These two approaches both rely on the fidelity of the analysis/emulation/trace tools. You can eliminate the dependence on tools by running in real systems, but in the embedded market, the real systems tend to be sufficiently slow that testing becomes a proper chore, even if it's offshored to a place where time is very little money.

A wise mix of the the various options would often make sense from an engineering point of view but the additional time and cost has often been unacceptable to Management I have known.

Did anybody mention that time-dependent effects at run-time are a challenge?

None of which is a replacement for having clued up design and verification teams in the first instance, but such teams tend to be inconveniently expensive, and can risk delaying the project (and expanding the budget) beyond what Management have promised.

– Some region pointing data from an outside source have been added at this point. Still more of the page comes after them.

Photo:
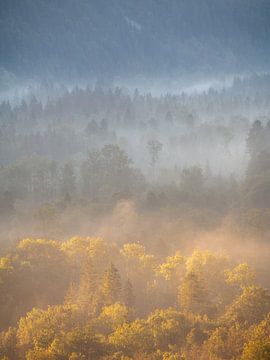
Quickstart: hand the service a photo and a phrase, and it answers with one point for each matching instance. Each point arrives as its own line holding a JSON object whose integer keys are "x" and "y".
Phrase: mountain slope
{"x": 123, "y": 37}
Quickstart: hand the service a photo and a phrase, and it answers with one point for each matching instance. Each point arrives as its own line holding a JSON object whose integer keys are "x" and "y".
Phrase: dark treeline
{"x": 150, "y": 179}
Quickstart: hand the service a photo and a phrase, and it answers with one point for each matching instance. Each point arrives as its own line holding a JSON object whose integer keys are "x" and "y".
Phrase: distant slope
{"x": 75, "y": 38}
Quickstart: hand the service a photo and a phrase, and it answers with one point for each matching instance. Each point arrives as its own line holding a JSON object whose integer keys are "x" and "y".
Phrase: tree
{"x": 111, "y": 286}
{"x": 154, "y": 148}
{"x": 193, "y": 296}
{"x": 68, "y": 180}
{"x": 128, "y": 295}
{"x": 250, "y": 307}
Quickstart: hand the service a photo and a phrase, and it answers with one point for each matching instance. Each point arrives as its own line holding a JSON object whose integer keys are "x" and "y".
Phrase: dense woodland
{"x": 135, "y": 226}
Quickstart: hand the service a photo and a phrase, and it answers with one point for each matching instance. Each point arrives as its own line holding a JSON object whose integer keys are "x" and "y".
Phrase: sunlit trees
{"x": 193, "y": 295}
{"x": 250, "y": 307}
{"x": 111, "y": 286}
{"x": 258, "y": 344}
{"x": 99, "y": 319}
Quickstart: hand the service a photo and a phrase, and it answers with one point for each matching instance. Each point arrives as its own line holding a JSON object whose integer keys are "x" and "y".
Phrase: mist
{"x": 134, "y": 180}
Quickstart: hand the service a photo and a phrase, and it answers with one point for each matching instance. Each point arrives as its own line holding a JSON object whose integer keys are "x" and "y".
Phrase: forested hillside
{"x": 100, "y": 38}
{"x": 122, "y": 302}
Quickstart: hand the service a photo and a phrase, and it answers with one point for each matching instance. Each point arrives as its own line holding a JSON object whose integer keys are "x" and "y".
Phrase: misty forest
{"x": 134, "y": 180}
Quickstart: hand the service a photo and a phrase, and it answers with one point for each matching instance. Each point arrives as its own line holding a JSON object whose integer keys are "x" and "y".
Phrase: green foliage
{"x": 99, "y": 319}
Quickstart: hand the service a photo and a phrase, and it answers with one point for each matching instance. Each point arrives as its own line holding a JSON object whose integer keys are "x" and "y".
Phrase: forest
{"x": 135, "y": 226}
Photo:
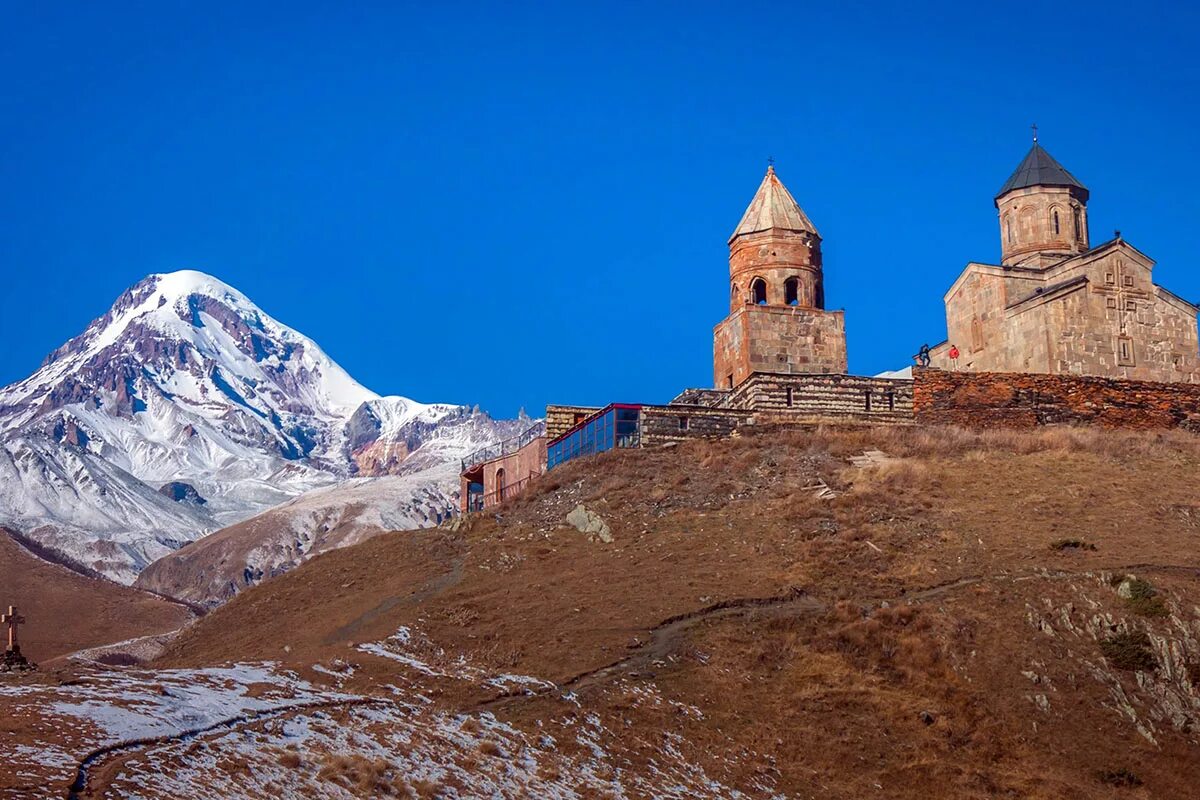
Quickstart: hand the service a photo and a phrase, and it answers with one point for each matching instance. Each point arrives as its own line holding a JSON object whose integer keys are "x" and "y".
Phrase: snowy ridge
{"x": 186, "y": 388}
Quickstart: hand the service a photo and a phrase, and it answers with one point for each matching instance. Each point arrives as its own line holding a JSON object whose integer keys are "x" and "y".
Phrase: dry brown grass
{"x": 364, "y": 777}
{"x": 838, "y": 693}
{"x": 1129, "y": 651}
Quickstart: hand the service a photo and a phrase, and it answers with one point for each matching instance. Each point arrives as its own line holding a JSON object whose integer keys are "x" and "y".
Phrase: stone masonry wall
{"x": 561, "y": 419}
{"x": 983, "y": 400}
{"x": 785, "y": 340}
{"x": 663, "y": 423}
{"x": 796, "y": 398}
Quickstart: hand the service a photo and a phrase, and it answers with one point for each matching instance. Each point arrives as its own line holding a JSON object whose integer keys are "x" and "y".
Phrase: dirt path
{"x": 96, "y": 768}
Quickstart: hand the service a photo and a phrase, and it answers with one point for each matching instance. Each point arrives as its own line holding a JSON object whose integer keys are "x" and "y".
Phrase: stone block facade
{"x": 1095, "y": 314}
{"x": 561, "y": 419}
{"x": 823, "y": 398}
{"x": 783, "y": 340}
{"x": 987, "y": 400}
{"x": 664, "y": 423}
{"x": 503, "y": 477}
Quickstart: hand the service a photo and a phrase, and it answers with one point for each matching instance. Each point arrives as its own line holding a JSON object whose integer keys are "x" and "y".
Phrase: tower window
{"x": 1125, "y": 352}
{"x": 792, "y": 292}
{"x": 759, "y": 292}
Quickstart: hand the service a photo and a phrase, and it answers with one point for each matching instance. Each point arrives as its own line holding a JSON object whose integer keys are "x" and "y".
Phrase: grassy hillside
{"x": 67, "y": 611}
{"x": 957, "y": 621}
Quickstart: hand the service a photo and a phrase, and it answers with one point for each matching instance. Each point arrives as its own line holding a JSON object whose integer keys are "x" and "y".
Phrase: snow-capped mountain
{"x": 185, "y": 409}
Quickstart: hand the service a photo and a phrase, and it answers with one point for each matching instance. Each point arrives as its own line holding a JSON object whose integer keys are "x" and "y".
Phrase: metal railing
{"x": 504, "y": 447}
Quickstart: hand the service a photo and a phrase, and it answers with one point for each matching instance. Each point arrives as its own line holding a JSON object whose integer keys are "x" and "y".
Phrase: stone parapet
{"x": 984, "y": 400}
{"x": 797, "y": 398}
{"x": 561, "y": 419}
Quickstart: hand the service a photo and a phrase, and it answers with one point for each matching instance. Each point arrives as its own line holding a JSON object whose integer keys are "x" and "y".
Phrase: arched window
{"x": 792, "y": 292}
{"x": 759, "y": 292}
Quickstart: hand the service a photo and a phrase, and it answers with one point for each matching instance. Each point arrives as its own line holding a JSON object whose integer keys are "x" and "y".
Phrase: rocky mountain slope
{"x": 979, "y": 615}
{"x": 67, "y": 611}
{"x": 211, "y": 570}
{"x": 185, "y": 409}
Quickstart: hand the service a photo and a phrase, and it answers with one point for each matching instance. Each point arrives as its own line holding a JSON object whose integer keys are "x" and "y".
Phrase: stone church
{"x": 1057, "y": 305}
{"x": 777, "y": 323}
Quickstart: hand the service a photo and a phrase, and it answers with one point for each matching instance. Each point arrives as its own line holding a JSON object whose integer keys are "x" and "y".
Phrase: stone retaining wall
{"x": 1024, "y": 401}
{"x": 795, "y": 398}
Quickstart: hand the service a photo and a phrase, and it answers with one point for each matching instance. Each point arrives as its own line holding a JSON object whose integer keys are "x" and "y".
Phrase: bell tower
{"x": 778, "y": 322}
{"x": 775, "y": 252}
{"x": 1043, "y": 212}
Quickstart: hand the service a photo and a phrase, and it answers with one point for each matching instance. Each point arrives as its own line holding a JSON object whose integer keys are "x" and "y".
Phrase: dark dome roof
{"x": 1039, "y": 168}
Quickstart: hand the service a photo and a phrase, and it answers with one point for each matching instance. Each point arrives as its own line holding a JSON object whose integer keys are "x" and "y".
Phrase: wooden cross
{"x": 12, "y": 619}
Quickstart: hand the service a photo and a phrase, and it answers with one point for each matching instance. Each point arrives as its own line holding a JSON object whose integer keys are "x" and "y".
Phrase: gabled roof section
{"x": 773, "y": 208}
{"x": 1039, "y": 168}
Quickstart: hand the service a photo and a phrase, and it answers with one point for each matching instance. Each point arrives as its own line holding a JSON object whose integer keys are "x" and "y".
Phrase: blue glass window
{"x": 612, "y": 427}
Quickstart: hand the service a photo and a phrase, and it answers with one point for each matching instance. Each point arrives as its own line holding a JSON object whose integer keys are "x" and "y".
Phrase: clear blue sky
{"x": 511, "y": 205}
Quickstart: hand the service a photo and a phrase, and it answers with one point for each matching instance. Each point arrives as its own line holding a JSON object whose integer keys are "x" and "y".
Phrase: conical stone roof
{"x": 773, "y": 208}
{"x": 1039, "y": 168}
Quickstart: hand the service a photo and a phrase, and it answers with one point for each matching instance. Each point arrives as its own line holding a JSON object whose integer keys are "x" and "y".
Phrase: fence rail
{"x": 505, "y": 447}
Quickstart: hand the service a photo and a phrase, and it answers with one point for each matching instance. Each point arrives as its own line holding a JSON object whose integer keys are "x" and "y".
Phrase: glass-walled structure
{"x": 615, "y": 426}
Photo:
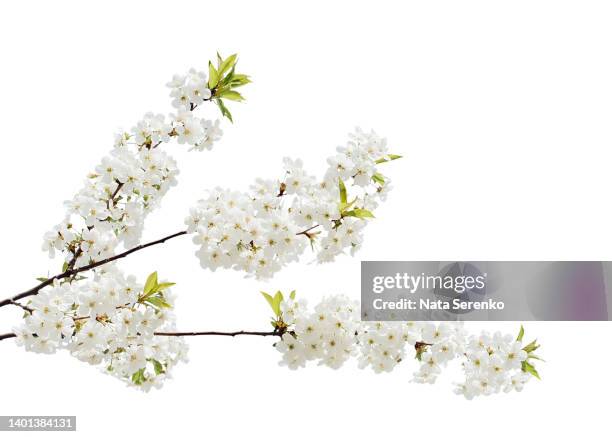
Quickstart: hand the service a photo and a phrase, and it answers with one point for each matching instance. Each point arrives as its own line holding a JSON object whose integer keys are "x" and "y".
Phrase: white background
{"x": 501, "y": 109}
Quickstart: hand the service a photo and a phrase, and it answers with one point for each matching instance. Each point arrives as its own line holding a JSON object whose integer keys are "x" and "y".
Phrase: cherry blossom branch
{"x": 275, "y": 333}
{"x": 71, "y": 272}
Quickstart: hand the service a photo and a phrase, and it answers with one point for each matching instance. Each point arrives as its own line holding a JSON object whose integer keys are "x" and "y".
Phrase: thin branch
{"x": 70, "y": 272}
{"x": 275, "y": 333}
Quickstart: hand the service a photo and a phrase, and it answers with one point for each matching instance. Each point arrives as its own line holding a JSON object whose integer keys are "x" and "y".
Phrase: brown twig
{"x": 70, "y": 272}
{"x": 275, "y": 333}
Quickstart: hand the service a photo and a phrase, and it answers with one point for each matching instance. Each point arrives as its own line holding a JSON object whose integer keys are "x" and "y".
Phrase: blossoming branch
{"x": 109, "y": 319}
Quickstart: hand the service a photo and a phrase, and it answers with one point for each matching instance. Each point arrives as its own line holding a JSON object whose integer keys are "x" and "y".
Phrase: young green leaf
{"x": 378, "y": 178}
{"x": 158, "y": 302}
{"x": 138, "y": 378}
{"x": 232, "y": 95}
{"x": 269, "y": 299}
{"x": 226, "y": 64}
{"x": 342, "y": 188}
{"x": 213, "y": 76}
{"x": 278, "y": 298}
{"x": 531, "y": 346}
{"x": 387, "y": 158}
{"x": 527, "y": 367}
{"x": 164, "y": 285}
{"x": 159, "y": 367}
{"x": 151, "y": 283}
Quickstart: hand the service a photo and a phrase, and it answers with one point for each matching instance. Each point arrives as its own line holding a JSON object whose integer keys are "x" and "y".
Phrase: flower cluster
{"x": 109, "y": 321}
{"x": 131, "y": 181}
{"x": 497, "y": 363}
{"x": 262, "y": 230}
{"x": 332, "y": 333}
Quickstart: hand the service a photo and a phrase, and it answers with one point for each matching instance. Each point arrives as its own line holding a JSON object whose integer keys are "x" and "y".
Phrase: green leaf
{"x": 226, "y": 64}
{"x": 531, "y": 346}
{"x": 151, "y": 283}
{"x": 269, "y": 299}
{"x": 138, "y": 378}
{"x": 213, "y": 76}
{"x": 239, "y": 80}
{"x": 342, "y": 188}
{"x": 164, "y": 285}
{"x": 345, "y": 206}
{"x": 534, "y": 357}
{"x": 278, "y": 298}
{"x": 378, "y": 178}
{"x": 232, "y": 95}
{"x": 158, "y": 302}
{"x": 387, "y": 158}
{"x": 359, "y": 213}
{"x": 527, "y": 367}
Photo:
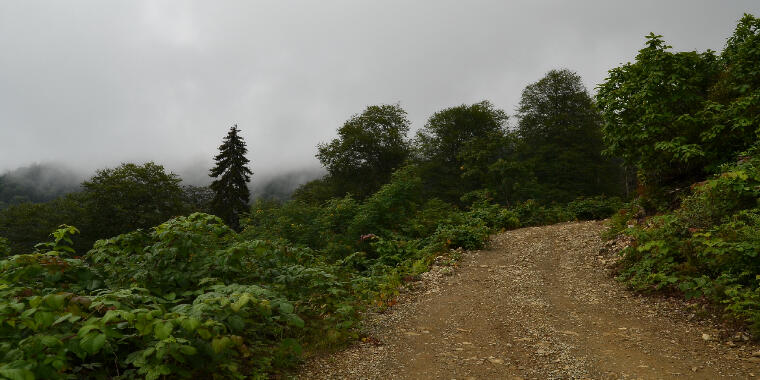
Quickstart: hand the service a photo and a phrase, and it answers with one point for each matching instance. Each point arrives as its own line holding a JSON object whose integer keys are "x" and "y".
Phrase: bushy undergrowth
{"x": 708, "y": 247}
{"x": 191, "y": 298}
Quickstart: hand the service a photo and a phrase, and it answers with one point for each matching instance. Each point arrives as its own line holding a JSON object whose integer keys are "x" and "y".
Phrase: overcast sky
{"x": 94, "y": 83}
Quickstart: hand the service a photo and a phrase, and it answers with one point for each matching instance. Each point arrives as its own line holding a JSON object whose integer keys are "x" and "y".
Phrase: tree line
{"x": 551, "y": 154}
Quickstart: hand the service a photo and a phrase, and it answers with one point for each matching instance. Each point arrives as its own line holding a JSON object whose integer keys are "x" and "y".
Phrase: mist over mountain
{"x": 38, "y": 182}
{"x": 42, "y": 182}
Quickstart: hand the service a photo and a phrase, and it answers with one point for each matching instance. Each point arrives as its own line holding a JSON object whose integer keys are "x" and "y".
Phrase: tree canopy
{"x": 231, "y": 193}
{"x": 369, "y": 147}
{"x": 561, "y": 141}
{"x": 131, "y": 196}
{"x": 449, "y": 135}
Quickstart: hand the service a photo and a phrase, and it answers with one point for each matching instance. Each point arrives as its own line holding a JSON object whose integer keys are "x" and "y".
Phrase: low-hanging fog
{"x": 84, "y": 85}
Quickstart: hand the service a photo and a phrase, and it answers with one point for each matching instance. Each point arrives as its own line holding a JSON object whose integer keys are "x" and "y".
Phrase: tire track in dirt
{"x": 537, "y": 304}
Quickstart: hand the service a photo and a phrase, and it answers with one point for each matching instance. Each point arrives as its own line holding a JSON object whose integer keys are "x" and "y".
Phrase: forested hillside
{"x": 144, "y": 278}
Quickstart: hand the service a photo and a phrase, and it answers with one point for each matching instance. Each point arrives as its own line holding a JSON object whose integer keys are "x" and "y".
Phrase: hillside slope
{"x": 538, "y": 304}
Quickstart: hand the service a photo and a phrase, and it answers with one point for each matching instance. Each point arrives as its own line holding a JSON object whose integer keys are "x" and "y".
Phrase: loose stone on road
{"x": 537, "y": 304}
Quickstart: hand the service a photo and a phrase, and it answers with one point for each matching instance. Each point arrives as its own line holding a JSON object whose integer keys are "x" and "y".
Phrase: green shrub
{"x": 708, "y": 247}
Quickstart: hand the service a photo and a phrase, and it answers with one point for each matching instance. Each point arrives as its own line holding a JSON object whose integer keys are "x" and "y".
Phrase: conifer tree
{"x": 231, "y": 194}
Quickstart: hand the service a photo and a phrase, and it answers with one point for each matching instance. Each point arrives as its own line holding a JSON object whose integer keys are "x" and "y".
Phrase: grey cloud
{"x": 91, "y": 84}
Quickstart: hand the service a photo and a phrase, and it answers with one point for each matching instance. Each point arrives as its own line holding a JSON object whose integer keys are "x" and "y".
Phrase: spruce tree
{"x": 231, "y": 194}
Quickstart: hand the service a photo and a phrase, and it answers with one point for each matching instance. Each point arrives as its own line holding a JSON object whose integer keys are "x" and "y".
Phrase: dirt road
{"x": 537, "y": 304}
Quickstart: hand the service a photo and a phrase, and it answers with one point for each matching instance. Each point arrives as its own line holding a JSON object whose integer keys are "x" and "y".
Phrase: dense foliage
{"x": 561, "y": 140}
{"x": 708, "y": 247}
{"x": 131, "y": 196}
{"x": 114, "y": 201}
{"x": 231, "y": 173}
{"x": 371, "y": 146}
{"x": 679, "y": 117}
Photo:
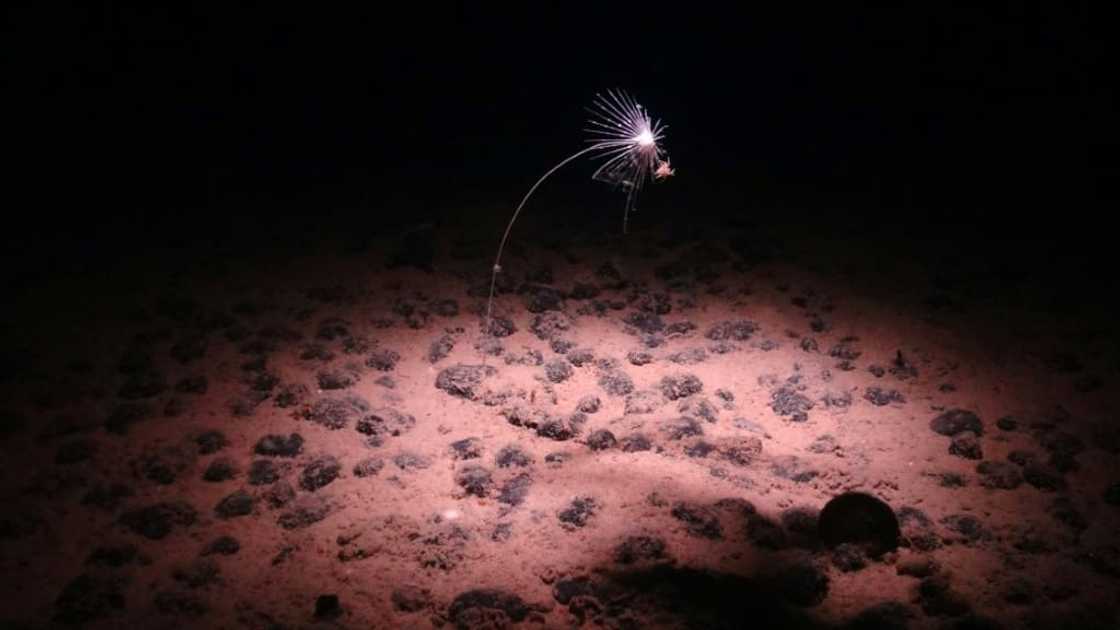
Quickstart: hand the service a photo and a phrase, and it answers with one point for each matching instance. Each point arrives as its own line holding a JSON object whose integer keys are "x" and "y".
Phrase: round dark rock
{"x": 475, "y": 480}
{"x": 634, "y": 443}
{"x": 280, "y": 446}
{"x": 512, "y": 455}
{"x": 262, "y": 472}
{"x": 859, "y": 518}
{"x": 1044, "y": 478}
{"x": 467, "y": 448}
{"x": 238, "y": 505}
{"x": 462, "y": 380}
{"x": 640, "y": 548}
{"x": 588, "y": 404}
{"x": 602, "y": 439}
{"x": 957, "y": 420}
{"x": 370, "y": 466}
{"x": 1002, "y": 475}
{"x": 558, "y": 371}
{"x": 320, "y": 472}
{"x": 849, "y": 557}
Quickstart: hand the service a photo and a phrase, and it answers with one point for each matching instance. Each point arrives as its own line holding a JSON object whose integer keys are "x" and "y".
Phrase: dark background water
{"x": 137, "y": 128}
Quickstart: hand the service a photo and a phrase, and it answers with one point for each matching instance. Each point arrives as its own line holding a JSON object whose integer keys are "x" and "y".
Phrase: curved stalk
{"x": 497, "y": 259}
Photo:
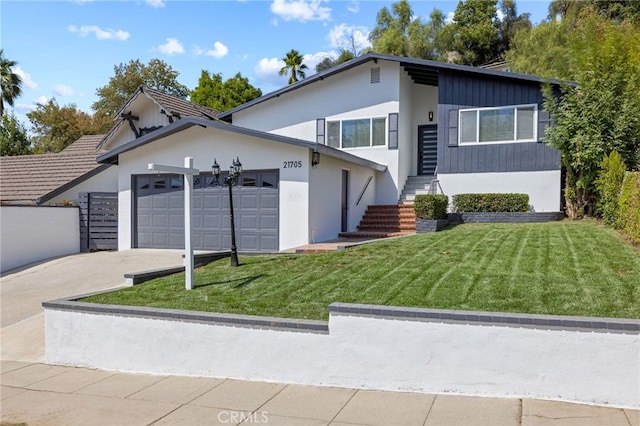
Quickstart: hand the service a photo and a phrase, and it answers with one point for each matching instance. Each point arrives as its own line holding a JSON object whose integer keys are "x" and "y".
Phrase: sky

[1] A username round here mentions Forth. Maybe someone should look at something FORTH-like as a language for high criticality software. Simple, compact, maybe even safe (albeit quite possibly impenetrable to the average contractor and bean counter). Arguably doesn't even need a trustworthy compiler, certainly doesn't need a complex untestable unprovable compiler.

"software is impossible to test; no matter how thorough the testing you do, you're trying to prove a negative by searching every part of an infinite space."

How about "testing cannot demonstrate the absence of errors, but it can show when they are present.". NB not just software testing, but software does make life particularly tricky, especially as the failure modes of a software-based system are quite hard to predict.

7
1
Silver badge

Re: @various

"Arguably doesn't even need a trustworthy compiler, certainly doesn't need a complex untestable unprovable compiler."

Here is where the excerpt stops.